旅行者の不注意から、自然環境の景勝地が破壊されるケースが多くなった。 南湖国際旅行社のガイド王旭紅さんは次のように話してくれた。

国内西部方面のガイドをしているが、彼女はその自然な景色が観光客の心ない行為の影響を受けてることに、心を痛めているという。 以前、「玉龍雪山」のツアーを案内した時のこと、山の上は酸素が薄いため、気分が悪くなることが想定されるため、携帯用酸素袋の借用を勧めていた。 頂上にたどり着くと、雪を見たことのない旅行者は雪景色に見とれ、ほかの観光客も自然の景観を楽しんでいた。 酸素袋はとっくに使い切っており、遊びに夢中で下りる時には、山の上に置き忘れて持って帰る者はいなかった。

ある旅行者は、黄龍の石灰池に彼の足跡を残してしまった。 何万年、何十万年もかかって形成された景観を無残にも台無しにしてしまった。 王旭紅が語る内容は次の通り。 ツアーを連れて黄龍に行った時のこと、そこで有名な景観の一つに石灰で出来た池がある。 池は清く、浅い。

池の底は一万年以上にもわたってできた石灰池、水は色とりどりに変化を見せ、何ともいえない美しさ。 石灰池の傍らには、観光客に手を触れぬよう注意書きがある。 ところが、一人の旅行客が注意書きを無視し、またガイドの言葉にも耳を貸さず、足を踏み入れ、腰をかがめて池の底を触ろうとした。 警備員がすぐ飛んできて、その旅行客をつかまえて言った。 「お前のこの一足で、何万年もの景観がメチャクチャになってしまったのがわからないのか?」

バスの座席争い 驚きの言行録

ガイドさん達にとって、お客の座席争奪戦は珍しくもなんともない。 最前席のガイドに近い席をねらって奪い合いになる。 ヒドイ時には殴りあうことさえある。 これ以外にも、まだ変わった話があるようです。
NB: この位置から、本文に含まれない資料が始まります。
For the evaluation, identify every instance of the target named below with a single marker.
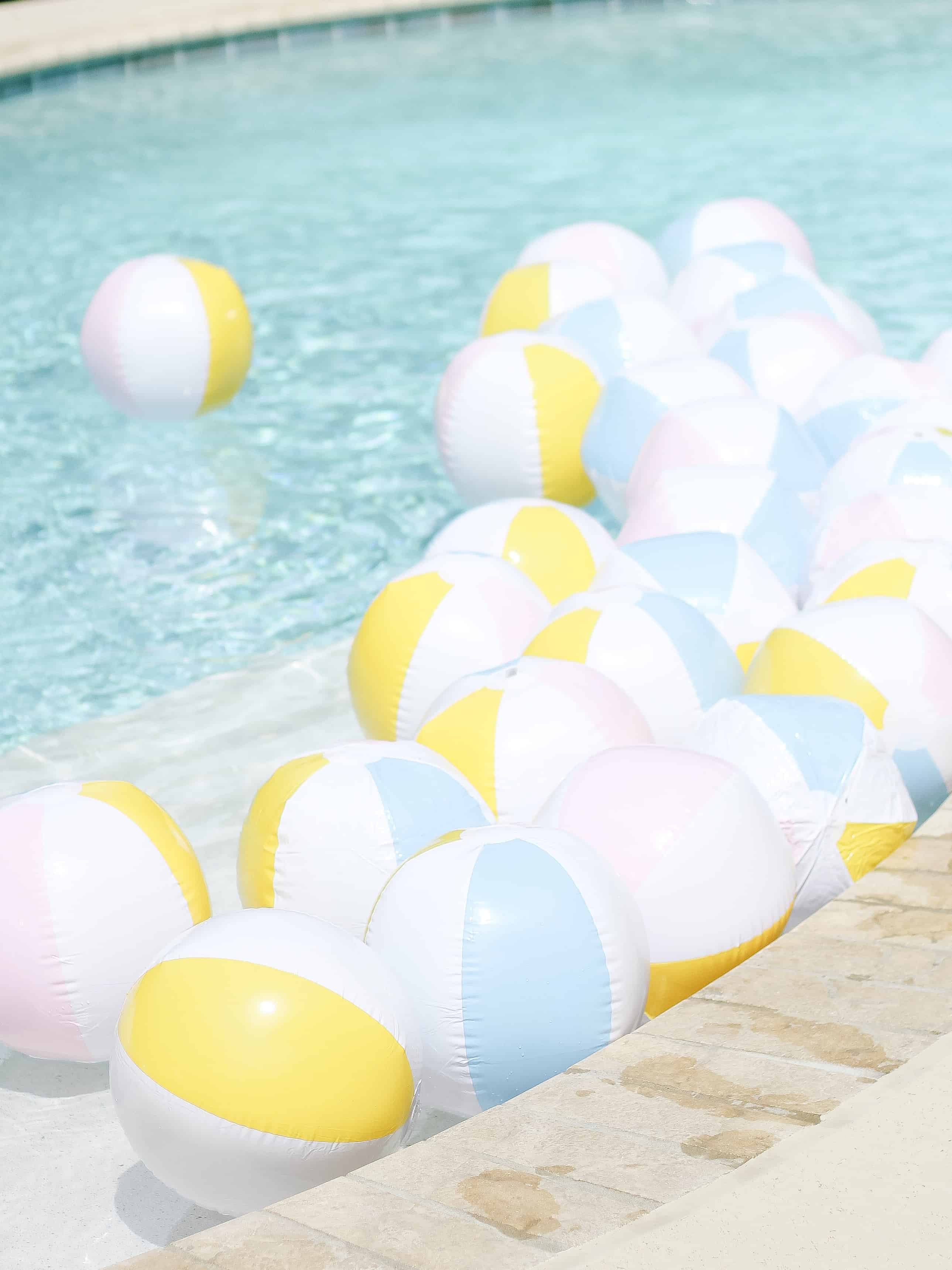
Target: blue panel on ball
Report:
(536, 991)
南湖国際旅行社の李曉玲さんが語ってくれた、取って置きのお話です。

ガイドが目的地へ向かう途中の車内で、観光地の見所について熱心に説明している最中、真向かいに恋人同士らしい一組がいた。 これは何も珍しいことではない。 ちょっと驚かされたのは、ガイドが面と向かって説明しているにもかかわらず、二人はガイドの真ん前で激しいラブシーンを演じ続けたことです。 ラブシーンはますます過激に、ガイドは止めるわけにもいかず、見るまいと思っても、見ないわけにもいかず、ほとほと困ったとのこと。  

李曉玲さんは、更に驚くべき話をしてくれました。 昼食の時、この二人は皆とは一緒に食べたくない。 外のホテルで食べると言い出した。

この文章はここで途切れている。